Message-Oriented Middleware (MOM) systems are often called "message-queuing systems" because queues exist at both the sender and receiver ends. Crucially, the sender and receiver do not need to be active at the same time.

Basic Interface Operations

Put: Appends a message to a specified queue.
Get: Blocks the calling application until the queue is non-empty, then removes and returns the first message.
Poll: Checks the queue for messages. If empty, it returns immediately (non-blocking).
Notify: Installs a handler (callback) that triggers automatically when a message arrives, avoiding manual polling.

Unicast (Point-to-Point)¶

Definition: Unicast represents a one-to-one communication pattern where a message is sent from a producer to a single specific consumer (or queue).
Example: The diagrams use the "Topic: Tasks" as an example of unicast, implying that a task is a unit of work intended for just one worker to process.

Multicast (Publish/Subscribe)¶

Definition: Multicast represents a one-to-many communication pattern where a single message sent by a producer is delivered to multiple consumers simultaneously.
Example: The diagrams use "Topic: Announcements" or "Topic: UW-news" as examples, implying that news updates should be broadcast to every subscriber.

Characteristics of MOM¶

MOM differs significantly from TCP/IP and RPC because it introduces loose coupling.

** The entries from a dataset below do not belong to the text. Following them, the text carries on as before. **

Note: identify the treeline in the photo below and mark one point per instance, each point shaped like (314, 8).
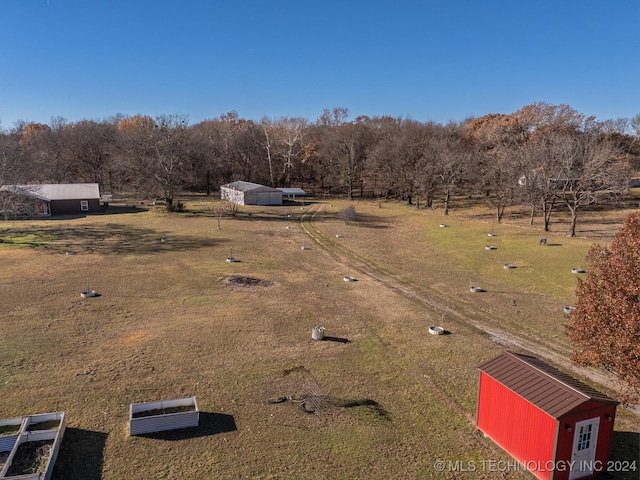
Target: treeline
(542, 155)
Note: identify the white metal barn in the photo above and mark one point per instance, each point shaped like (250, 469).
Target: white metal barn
(247, 193)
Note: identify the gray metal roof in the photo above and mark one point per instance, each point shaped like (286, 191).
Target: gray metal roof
(56, 191)
(292, 191)
(243, 186)
(551, 390)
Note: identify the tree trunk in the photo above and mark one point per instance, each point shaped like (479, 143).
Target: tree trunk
(533, 214)
(574, 220)
(447, 197)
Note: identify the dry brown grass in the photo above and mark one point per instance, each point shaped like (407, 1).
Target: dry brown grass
(166, 325)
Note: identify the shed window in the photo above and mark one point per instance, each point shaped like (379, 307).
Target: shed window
(584, 437)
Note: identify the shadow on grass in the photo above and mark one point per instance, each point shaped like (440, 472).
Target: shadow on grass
(111, 238)
(625, 452)
(209, 424)
(80, 456)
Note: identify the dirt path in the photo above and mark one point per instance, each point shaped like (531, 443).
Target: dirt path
(554, 353)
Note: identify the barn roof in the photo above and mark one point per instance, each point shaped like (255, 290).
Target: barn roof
(56, 191)
(292, 191)
(243, 186)
(551, 390)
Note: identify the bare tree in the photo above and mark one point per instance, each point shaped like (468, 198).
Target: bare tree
(589, 164)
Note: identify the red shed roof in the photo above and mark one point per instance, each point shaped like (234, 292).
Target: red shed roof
(551, 390)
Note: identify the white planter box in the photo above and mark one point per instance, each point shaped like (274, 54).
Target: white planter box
(163, 415)
(52, 435)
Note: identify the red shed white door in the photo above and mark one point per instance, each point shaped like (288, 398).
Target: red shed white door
(584, 448)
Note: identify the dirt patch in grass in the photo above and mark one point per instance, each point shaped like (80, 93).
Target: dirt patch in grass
(245, 282)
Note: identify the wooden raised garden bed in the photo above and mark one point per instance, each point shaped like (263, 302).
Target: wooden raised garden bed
(150, 417)
(9, 431)
(35, 449)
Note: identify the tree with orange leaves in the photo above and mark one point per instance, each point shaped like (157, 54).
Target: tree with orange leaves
(604, 326)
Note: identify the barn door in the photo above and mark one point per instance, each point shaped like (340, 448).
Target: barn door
(584, 448)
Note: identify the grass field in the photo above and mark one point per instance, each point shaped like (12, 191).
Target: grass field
(393, 399)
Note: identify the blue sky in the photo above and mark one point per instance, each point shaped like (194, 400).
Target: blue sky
(428, 60)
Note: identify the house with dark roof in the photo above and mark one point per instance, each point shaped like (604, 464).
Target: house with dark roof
(56, 198)
(247, 193)
(555, 426)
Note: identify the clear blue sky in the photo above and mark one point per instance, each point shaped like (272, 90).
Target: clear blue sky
(429, 60)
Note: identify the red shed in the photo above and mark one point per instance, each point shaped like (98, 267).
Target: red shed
(554, 425)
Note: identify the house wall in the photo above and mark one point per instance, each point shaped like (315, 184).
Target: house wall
(523, 430)
(66, 207)
(265, 198)
(232, 195)
(564, 448)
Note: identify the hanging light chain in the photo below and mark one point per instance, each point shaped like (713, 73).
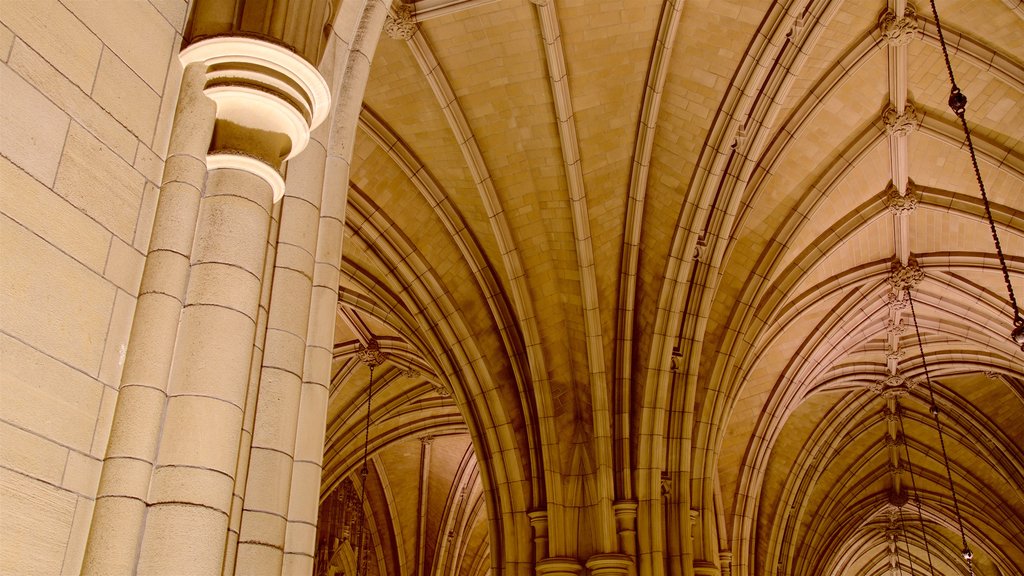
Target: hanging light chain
(916, 494)
(957, 101)
(934, 409)
(372, 356)
(359, 564)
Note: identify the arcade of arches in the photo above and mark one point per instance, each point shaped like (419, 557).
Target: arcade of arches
(510, 287)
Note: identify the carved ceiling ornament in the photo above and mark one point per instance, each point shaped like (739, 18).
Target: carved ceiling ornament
(904, 277)
(901, 124)
(401, 26)
(895, 327)
(890, 415)
(899, 31)
(892, 442)
(895, 354)
(894, 385)
(371, 354)
(899, 203)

Space Decoupling: Producers and consumers do not need to know each other's identities (IP addresses). They communicate via a generic "Topic" or "Queue".
Time Decoupling: Producers and consumers communicate asynchronously. The consumer can be offline when the producer sends the message, and read it later.
Flexibility: It allows for varying levels of reliability, scalability, and delivery semantics not easily achievable with direct RPC.

MOM Topologies¶

MOM systems can be deployed in four distinct topologies, each with different trade-offs.

Single Broker

Structure: A single node runs the MOM service, hosting all topics and managing all traffic.
Pros: Simple to deploy and manage.
Cons: Single point of failure (requires replication to mitigate). Limited scalability (requires partitioning topics to mitigate).
- On a single server, partitioning helps software speed (parallel processing). To solve hardware limits (disk/network), you must take those partitions and move them to new servers (transitioning from Single Broker to a Cluster/Mesh topology).
1. Replication = "Copying for Safety"
- The Goal: Solve the "Single Point of Failure".
- The Mechanism: You copy the exact same partition (or topic) to a "Backup Broker."
- How it works: If the Primary Broker crashes, the system instantly switches to the Backup Broker, which has a copy of the data.
- Slide Evidence: Look at the bottom right of the above diagram. It explicitly shows "Backup Brokers"sitting there, ready to take over.
2. Partitioning = "Splitting for Speed"
- The Goal: Solve "Limited Scalability".
- The Mechanism: You split one big topic into smaller chunks (Part 1, Part 2).
- How it works:
  - On One Broker: It allows parallel processing (CPU efficiency).
  - On Multiple Brokers: It allows you to put Part 1 on Server A and Part 2 on Server B, so two servers share the workload.

Complete Mesh

Structure: Multiple brokers connect to each other in a mesh. Producers and Consumers connect to their nearest broker.
Pros: Highly robust; no single point of failure.
Cons: Complexity increases as every broker must know about the others to route messages effectively.

Flexible Topology

Structure: A hybrid approach often used in multi-datacenter setups (e.g., a cluster in North America connected to a cluster in Europe via a bridge).
Pros: Optimizes performance by matching the deployment to the physical infrastructure. Allows massive scaling.
Cons: High configuration cost. Requires tuning for every specific deployment.

Brokerless Peer-to-Peer

Structure: No central brokers exist. Producers run the MOM service locally.
Mechanism: A Discovery Service tells consumers where the producers are. Consumers subscribe directly to all relevant producers.
Pros: Removes the broker bottleneck entirely.
Cons: Consumers must manage many direct connections. No coordination between producers.